Paulatinamente fui recuperando mi salud mental y comencé a estar más presente en el momento. Pero también noté que mi hija y yo éramos otras. Sentía como si nos hubiéramos separado geográficamente durante mucho tiempo y nos encontráramos después, en otro tiempo y otro espacio. No supe de dónde me vino esta nueva hija que ya caminaba, bailaba y elaboraba oraciones cortas. En el entremedio hay algo que jamás vamos a recuperar.


Hoy miro hacia atrás y me doy cuenta de lo mucho que las madres somos vulneradas por un sistema que nos exige productividad y perfección en el trabajo y en la familia. Nos hemos esforzado por dar lo mejor hasta consumirnos y, cuando el contexto nos rompe, muchas veces se nos abandona y se nos acusa.


A las madres siempre se nos dice que pensemos en nuestres hijes en los momentos más duros, pero pocas personas entienden que los momentos más duros provienen precisamente de ejercer la maternidad en medio de este entorno que es cruel con las infancias y las madres. Se nos orilla a patologizar nuestra condición de mujeres madres y terminamos olvidando que estar tristes no es una enfermedad que provenga de nuestro interior; es una reacción ante un contexto que nos presiona hasta la locura.

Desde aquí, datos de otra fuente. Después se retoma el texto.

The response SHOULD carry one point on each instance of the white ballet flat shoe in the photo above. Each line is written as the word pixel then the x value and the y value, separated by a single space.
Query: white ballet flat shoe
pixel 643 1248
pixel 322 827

A muchas nos crearon la historia de que es posible ser una madre buena y que la maternidad es un idilio lleno de aroma de bebé, risas y ropita linda. Todas estamos haciendo lo mejor que podemos con lo que tenemos y no deberíamos sentir culpa de ser y expresar nuestra vulnerabilidad porque atender nuestras necesidades es un acto de amor que nos permite ser y estar con nuestres hijes.